2 Circles 1 Square

I was never good at maths. But this was a delight to watch.

I am 30+ years out of algebra, and just stumbled across this in my feed and I still watched the whole thing. That was a terrific explanation. Good teaching and very clear.

You lost me after “hey guys”, but I watched the whole thing.

Just out of 7 years of engineering education and watching these videos reminded me of why I chose to follow this path at the first place. Don't forget guys we are not machines enjoy yourselves

x=10 is actually a fairly reasonable result, it just refers to the square which is bounded by the upper arcs of the two circles (not by their lower arcs like the original case we are dealing with) ..

I love the logic in math. When I saw the thumbnail, I couldn’t fathom a way to calculate that. 3 min and 34 seconds later it totally makes sense and it’s not even difficult math. Just logic and reasoning. Right on man!

Excellent work!

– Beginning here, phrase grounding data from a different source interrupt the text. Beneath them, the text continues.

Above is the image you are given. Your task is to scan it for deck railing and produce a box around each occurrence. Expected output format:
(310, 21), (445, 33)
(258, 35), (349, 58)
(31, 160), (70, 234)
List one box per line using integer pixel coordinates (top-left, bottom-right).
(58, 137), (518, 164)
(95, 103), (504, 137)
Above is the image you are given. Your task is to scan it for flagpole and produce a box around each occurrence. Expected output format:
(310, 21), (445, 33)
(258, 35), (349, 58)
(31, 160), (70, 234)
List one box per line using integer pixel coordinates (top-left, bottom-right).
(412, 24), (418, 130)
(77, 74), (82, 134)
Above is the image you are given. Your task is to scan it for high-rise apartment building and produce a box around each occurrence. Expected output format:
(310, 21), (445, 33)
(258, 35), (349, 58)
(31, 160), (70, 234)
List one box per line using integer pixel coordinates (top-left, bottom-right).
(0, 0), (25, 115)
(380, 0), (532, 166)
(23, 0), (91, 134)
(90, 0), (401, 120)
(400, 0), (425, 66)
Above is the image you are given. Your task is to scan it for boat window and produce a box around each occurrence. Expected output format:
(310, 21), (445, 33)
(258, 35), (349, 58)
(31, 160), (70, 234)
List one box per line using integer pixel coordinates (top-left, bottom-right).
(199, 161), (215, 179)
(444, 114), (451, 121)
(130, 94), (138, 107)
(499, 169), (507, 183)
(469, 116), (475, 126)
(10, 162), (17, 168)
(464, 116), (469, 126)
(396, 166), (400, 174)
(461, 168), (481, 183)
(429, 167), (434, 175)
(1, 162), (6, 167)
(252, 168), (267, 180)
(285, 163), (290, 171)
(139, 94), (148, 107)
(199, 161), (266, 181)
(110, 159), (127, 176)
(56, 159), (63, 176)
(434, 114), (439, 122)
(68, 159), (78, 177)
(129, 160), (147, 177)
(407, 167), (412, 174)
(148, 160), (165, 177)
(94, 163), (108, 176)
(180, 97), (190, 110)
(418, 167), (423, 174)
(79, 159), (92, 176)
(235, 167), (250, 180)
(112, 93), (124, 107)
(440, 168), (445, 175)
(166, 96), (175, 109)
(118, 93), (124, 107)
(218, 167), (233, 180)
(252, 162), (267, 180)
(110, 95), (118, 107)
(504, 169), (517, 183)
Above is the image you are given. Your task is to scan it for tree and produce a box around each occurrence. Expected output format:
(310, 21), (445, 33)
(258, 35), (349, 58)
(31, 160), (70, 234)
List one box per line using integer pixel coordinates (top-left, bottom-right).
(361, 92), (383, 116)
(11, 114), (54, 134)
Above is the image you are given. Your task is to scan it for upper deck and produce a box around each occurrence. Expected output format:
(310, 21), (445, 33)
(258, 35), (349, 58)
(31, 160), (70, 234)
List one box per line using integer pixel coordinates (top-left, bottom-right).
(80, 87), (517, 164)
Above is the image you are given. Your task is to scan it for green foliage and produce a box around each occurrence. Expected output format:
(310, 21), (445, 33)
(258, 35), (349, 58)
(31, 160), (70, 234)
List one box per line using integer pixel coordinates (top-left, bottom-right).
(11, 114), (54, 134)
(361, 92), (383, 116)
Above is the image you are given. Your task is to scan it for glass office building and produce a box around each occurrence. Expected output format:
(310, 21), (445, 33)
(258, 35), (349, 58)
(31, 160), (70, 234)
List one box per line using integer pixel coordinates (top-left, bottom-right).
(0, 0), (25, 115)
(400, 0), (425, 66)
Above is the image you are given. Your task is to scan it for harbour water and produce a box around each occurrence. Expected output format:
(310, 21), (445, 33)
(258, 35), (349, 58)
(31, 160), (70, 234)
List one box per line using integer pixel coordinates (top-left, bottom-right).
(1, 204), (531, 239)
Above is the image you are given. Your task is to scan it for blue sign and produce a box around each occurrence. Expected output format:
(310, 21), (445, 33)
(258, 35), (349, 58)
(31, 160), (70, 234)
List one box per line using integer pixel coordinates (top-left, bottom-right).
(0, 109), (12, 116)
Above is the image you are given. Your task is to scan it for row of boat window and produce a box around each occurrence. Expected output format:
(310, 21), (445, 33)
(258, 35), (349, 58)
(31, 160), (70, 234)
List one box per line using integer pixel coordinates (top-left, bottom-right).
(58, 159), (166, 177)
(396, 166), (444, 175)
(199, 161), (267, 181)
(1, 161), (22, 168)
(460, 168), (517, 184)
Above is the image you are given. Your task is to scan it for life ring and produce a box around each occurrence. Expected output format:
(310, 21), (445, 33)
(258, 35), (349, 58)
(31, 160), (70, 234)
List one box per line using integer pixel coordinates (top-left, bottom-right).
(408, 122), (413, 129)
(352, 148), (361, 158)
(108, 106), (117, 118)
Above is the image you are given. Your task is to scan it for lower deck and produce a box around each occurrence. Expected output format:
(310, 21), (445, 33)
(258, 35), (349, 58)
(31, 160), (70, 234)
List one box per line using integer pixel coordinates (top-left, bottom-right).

I think another way of looking at it is to determine that the half lengths of the square is x/2, and by using the line you drew for the triangle you would quickly find that y actually is 5 - x/2, thus making the equation being: (5 - x/2)squared + (5-x) squared = 5 squared.

Me at 2am for no reason

Im not sure how i feel about the title of this video

Wow. I love how this used such simple math in combination to solve a bigger problem

This is why i always loved maths!!! Its logic always felt almost magical! Like anything can be explained and solved with Mathematics!!

For a general solution, using: "r" for Radius; "L" for lenght of the square side; the triangle drawn at 00:26, Use sin^2+cos^2=1. Sin=(r-L/2)/r ; Cos=(r-L)/r. Solving for L, you get a 2nd degree equation in which the solutions are 2r and 2r/5. As you know the side L is smaller than R, the only valid answer is 2r/5. For radius=5, L becomes 2, thus the Area (L²) = 4.

A simpler solution (what I did) is to draw a perpendicular from the base to the point where the circles meet, so y = 5 - x/2. Then the Pythagoras and quadratic method is just the same but there’s only one variable

Choose a coordinate system such that its origin is at the center of the bottom edge of the red square, y and x axes point towards up and to the right respectively. Since the top right corner (x,y) is on the circle we can write (x-r)²+(y-r)²=r² and if that point (and its mirror image on the other circle) would be moved a bit on the circle, it would distort the red square into a rectangle. The only way it will remain square is when y=2x. Substitute y into the equation of the circle and solve for x: (x-r)²+(2x-r)²=r². x²-2rx+r²+4x²-4rx+r²=r². 5x²-6rx+r²=0. Solutions: x=r and x=r/5. Reject the first and the area is A=2xy=4x²=4r²/25=4

I always find the little tricks used to determine side lengths so fun. Good Job!

that was exciting! I no longer have the brain for hard math stuff like this but watching people solve problems like this is very fun thanks for bringing some joy to my night

You reminded me of my childhood. Those were some of the most tensed moment preparing for competitive exams.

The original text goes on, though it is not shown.